Après la prise d’Uvira par le M23 et les forces rwandaises le 10 décembre, les combattants du M23 ont menacé, harcelé et agressé des habitants de la ville. Par crainte d’être prises pour cible après le retrait du M23, de nombreuses familles de la communauté banyamulenge, des Tutsis congolais de la province du Sud-Kivu, ont quitté la ville avec le groupe armé, mais un nombre inconnu est resté sur place. Tard dans la journée du 18 janvier, l’armée congolaise s’est déployée dans la ville, la deuxième plus grande agglomération du Sud-Kivu. Les Wazalendo, des milices sans véritable organisation qui bénéficient du soutien de l’armée congolaise, ont un lourd bilan en matière d’abus commis contre les personnes vivant dans des zones sous leur contrôle.

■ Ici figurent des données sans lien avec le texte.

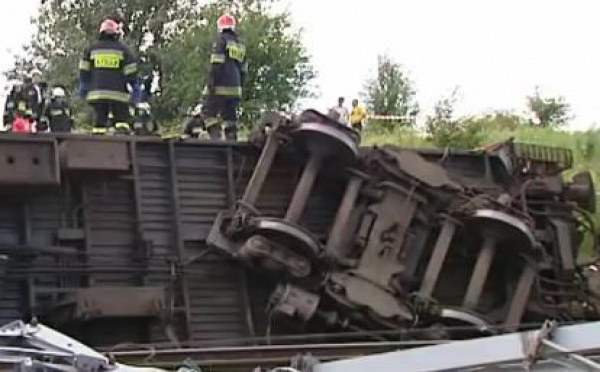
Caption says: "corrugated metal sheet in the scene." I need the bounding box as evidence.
[0,137,506,345]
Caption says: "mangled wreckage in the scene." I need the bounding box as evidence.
[0,110,600,364]
[208,111,597,338]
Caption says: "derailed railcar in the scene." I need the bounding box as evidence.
[0,109,596,358]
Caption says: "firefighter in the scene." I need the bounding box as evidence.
[202,14,246,141]
[42,87,73,133]
[3,80,27,130]
[79,19,140,134]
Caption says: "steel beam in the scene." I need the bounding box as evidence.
[313,322,600,372]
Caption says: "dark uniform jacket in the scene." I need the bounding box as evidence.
[205,30,247,97]
[24,83,47,120]
[79,39,138,103]
[44,99,73,132]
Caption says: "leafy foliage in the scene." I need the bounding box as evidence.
[527,88,571,128]
[161,0,316,123]
[12,0,315,126]
[11,0,196,90]
[364,55,419,130]
[425,89,483,149]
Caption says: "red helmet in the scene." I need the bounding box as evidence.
[217,13,236,32]
[100,19,120,35]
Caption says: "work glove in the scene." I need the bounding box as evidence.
[79,83,90,101]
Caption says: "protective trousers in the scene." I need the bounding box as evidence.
[202,95,240,141]
[90,100,130,134]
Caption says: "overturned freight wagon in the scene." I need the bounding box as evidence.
[0,110,600,368]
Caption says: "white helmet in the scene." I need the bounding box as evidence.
[192,103,202,116]
[29,68,42,78]
[52,87,66,98]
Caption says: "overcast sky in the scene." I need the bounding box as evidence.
[0,0,600,129]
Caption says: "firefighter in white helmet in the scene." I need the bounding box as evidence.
[202,14,246,141]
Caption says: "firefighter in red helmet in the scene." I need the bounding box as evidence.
[79,18,139,134]
[202,14,246,141]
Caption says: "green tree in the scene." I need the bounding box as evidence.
[161,0,316,123]
[363,55,419,130]
[10,0,197,94]
[527,88,571,129]
[425,88,484,149]
[13,0,315,126]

« La simple présence des forces congolaises ne suffira pas à protéger les civils des Wazalendo tant qu’elles continueront à soutenir ou à tolérer ces milices violentes », a déclaré Clémentine de Montjoye, chercheuse senior sur la région des Grands Lacs à Human Rights Watch. « Les autorités congolaises devraient agir rapidement pour rétablir la sécurité et assurer la protection de tous les civils, y compris des Banyamulenge. »

Human Rights Watch a documenté, suite au retrait du M23, des pillages généralisés de maisons, de boutiques, d’églises et de bâtiments publics, y compris des biens appartenant aux Banyamulenge, grâce à des témoignages ainsi qu’à des photographies et des vidéos vérifiées. Human Rights Watch a géolocalisé des vidéos montrant des personnes non identifiées en civil pillant le palais de justice de la ville, une église méthodiste utilisée par la communauté banyamulenge, un restaurant, un immeuble de bureaux du gouvernement et le port de Kalundu. Des sources à Uvira ont signalé des dizaines de personnes blessées, et Human Rights Watch enquête sur des informations faisant état de meurtres de civils depuis que le M23 s’est retiré de la ville. « Nous avons peur pour notre sécurité », a expliqué un habitant d’Uvira, qui a auparavant été menacé par le M23. « Maintenant, on voit des cas de soldats ou de Wazalendo qui prennent les téléphones des gens et leur tirent dessus. »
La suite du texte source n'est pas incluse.